I had an amazing time on our Warrior trip all thanks to a Clipboard o' fun provided by our cruise director. After, though, I didn't have goals. Nothing to look forward to, nothing to work toward. I chose something that challenged me, running. I started small, 2-3 miles and did that for about a month a few times a week.... then every day. Next thing I know I am running faster than I was before but no further. I set a goal for myself; 5 miles. That was all I wanted. Nearly a month ago another friend of mine got an idea for us moms to get active together once a week. The first week would be walking the track at the middle school.
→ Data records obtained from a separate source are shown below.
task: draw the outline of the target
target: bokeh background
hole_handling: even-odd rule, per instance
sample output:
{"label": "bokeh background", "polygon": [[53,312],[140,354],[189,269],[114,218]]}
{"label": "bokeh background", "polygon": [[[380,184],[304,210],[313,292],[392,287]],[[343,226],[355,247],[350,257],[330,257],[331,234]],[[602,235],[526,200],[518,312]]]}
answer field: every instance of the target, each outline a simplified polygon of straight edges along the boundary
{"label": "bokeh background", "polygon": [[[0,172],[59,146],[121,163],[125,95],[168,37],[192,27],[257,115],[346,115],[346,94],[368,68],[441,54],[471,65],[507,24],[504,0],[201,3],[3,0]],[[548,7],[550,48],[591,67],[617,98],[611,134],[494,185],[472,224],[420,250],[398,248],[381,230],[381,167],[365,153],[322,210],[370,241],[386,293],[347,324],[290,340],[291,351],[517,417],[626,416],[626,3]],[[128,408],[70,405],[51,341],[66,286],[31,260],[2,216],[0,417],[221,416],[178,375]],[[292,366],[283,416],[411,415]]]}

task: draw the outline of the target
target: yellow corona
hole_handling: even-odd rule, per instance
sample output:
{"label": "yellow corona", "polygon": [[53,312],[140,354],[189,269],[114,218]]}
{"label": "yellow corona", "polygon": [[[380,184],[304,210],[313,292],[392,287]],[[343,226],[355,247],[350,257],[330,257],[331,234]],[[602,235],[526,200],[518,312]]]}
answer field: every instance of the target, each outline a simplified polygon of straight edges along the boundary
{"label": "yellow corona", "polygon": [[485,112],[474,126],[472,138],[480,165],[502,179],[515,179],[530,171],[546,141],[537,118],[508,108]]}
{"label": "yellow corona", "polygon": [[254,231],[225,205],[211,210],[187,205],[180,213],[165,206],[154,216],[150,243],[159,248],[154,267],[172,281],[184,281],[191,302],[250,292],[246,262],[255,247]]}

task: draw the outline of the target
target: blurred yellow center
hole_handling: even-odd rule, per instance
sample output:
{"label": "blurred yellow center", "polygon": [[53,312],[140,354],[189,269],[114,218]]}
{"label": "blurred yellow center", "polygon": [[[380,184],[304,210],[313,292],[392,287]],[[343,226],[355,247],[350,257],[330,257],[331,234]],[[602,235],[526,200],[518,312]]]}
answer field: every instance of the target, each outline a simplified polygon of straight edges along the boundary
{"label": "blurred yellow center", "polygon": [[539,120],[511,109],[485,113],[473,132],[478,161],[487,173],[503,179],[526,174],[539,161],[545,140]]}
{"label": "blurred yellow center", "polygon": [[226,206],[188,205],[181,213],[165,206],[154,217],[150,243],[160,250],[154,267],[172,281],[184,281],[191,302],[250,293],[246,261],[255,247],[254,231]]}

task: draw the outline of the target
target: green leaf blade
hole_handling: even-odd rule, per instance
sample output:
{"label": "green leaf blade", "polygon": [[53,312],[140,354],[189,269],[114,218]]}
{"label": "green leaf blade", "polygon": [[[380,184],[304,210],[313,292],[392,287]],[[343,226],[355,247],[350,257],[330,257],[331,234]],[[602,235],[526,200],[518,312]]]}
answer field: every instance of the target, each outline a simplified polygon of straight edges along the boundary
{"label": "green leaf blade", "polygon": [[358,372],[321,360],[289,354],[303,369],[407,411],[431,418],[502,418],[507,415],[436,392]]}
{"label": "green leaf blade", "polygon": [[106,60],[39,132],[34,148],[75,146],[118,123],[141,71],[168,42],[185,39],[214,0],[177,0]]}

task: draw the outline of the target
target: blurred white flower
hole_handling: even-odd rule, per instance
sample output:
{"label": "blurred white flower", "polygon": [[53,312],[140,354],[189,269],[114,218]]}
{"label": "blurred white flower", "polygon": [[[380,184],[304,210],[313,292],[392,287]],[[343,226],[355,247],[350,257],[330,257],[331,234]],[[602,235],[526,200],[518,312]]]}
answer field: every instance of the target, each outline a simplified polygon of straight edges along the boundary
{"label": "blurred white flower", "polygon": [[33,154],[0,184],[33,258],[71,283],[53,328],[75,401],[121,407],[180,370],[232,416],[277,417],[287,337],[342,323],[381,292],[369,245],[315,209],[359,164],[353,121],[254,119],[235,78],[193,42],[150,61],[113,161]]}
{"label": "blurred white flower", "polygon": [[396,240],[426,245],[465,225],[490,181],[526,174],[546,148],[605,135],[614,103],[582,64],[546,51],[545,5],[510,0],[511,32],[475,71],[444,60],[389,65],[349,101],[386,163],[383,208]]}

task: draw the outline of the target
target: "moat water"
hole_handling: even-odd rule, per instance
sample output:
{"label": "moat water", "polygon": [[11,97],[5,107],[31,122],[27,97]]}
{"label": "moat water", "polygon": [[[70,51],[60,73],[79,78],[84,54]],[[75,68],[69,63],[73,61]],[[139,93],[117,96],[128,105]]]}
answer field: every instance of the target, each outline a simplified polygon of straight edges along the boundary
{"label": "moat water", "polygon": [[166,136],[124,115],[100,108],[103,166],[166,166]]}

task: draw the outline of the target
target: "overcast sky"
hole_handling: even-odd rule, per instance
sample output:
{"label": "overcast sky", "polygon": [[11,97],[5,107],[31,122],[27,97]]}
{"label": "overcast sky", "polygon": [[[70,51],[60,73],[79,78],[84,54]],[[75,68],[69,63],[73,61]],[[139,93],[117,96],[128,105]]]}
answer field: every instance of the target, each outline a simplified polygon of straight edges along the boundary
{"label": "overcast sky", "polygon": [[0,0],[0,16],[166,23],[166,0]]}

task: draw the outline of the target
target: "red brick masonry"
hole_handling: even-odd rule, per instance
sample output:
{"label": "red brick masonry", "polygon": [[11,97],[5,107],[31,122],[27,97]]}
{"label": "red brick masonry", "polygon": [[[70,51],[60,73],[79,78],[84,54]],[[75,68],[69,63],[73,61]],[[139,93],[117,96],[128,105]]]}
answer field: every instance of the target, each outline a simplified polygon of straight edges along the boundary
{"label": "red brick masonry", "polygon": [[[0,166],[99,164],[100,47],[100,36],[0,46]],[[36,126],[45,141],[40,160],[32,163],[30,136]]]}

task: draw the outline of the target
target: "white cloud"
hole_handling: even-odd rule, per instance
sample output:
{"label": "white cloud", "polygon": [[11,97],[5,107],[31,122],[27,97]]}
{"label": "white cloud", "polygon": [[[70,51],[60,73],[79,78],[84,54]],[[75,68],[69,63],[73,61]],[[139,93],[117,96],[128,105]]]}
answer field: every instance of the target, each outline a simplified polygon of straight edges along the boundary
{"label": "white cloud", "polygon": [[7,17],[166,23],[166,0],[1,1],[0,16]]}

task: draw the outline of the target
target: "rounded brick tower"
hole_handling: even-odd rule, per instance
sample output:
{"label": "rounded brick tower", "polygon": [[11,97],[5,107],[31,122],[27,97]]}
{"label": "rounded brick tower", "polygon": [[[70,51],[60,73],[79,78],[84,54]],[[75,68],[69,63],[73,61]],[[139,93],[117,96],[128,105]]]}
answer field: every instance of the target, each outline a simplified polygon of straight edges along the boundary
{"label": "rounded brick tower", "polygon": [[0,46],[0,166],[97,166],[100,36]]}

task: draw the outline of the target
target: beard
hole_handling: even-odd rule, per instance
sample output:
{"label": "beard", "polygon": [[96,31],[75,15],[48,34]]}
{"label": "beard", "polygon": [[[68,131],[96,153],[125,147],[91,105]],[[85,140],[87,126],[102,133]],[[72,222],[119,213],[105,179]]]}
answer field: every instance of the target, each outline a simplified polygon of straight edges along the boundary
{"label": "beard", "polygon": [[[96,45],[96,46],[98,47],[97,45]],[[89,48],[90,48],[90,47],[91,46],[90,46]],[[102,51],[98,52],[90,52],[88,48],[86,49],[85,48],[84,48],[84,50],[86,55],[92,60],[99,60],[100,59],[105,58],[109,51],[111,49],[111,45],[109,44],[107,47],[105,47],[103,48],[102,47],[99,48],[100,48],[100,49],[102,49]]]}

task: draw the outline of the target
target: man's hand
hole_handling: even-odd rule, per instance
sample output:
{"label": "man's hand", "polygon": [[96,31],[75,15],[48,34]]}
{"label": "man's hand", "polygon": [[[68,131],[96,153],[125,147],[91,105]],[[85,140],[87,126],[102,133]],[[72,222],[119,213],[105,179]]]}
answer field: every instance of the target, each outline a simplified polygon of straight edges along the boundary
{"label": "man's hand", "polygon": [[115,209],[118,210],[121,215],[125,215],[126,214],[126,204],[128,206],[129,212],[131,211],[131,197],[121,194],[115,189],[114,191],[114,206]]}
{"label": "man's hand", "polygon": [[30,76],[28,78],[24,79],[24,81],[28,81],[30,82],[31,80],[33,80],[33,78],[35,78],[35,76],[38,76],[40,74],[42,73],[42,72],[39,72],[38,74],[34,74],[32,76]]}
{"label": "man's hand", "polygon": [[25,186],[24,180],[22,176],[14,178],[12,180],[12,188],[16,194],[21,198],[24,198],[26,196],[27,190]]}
I showed us about a half hour or so early and decided to do a little running before they arrived to do some power walking. I didn't pay to close attention to the distance but my phone was keeping track. When they'd arrived I'd reached a little over 4 miles and decided to go for it... and I did! Since then I rarely run less than 5 miles and do so almost every day. I spend the majority of my run time smiling because I genuinely love it. I was unlucky enough to get shin splints recently and I was in agony when I couldn't run. I'd see a runner and wish I could take their place, just a few miles! At this point it is safe to say I'm a runner and I never in a million years would have expected it.


Thanks Amy :)

Tuesday, June 5, 2012

My Surrogacy

I've had a lot more people express concern over my decision to carry someone else's baby than I expected. I was prepared for nay-sayers I guess, but I didn't realize that a majority of them would react in that way because they loved me. I also found that I received overwhelming support from those who loved me as well but also understood how much this meant to me.

I think it is important for me to share why I am doing this. Yes, I'm getting paid. That is at the bottom of my very long list of reasons, however. It is by pure dumb luck that I am as fertile as I am. When I was in my early 20's I discovered that I had endometriosis and it was quickly removed with surgery. Between the time I'd heard this and the surgery I couldn't help but wonder what this would mean for me when I was ready to be a mother. Would I have trouble? What if I never had children? Was it something I'd done? When a woman's body doesn't do what it is supposed to it is difficult not to feel broken and guilty. ABout six years later, after literally only one try, Logan and I became pregnant with our little Abby. A year after she was born I was pregnant again with twins. Needless to say, my infertility fears were long gone. In their place I felt so much guilt. For whatever reason I was as fertile as they come and I would hear stories of women who endured great physical and financial hardship just to have the chance at motherhood. To this day my heart aches for those women because I want to take that pain away so badly. That is what I'm doing. The couple I'm carrying for are some of the most kind, loving and deserving people I've ever met. I will spend the next 10 months doing whatever it takes to ensure that they are able to know the joy of parenthood. It won't be easy, I'll throw up a lot, and my kids will spend more time watching Super Why than I'd like but in the end two people will be changed forever and a little person (or two) will be welcomed into a home where he or she will be loved completely. Believe me when I say that what I give up while pregnant is nothing compared to what will be gained. I know I'm taking risks and I'm terrified, but no more of a risk than I'd take having a fourth child... that I do not want to do.

To those who worry, don't. To those who understand, thank you. To those who think it is wrong.... my body, my choice.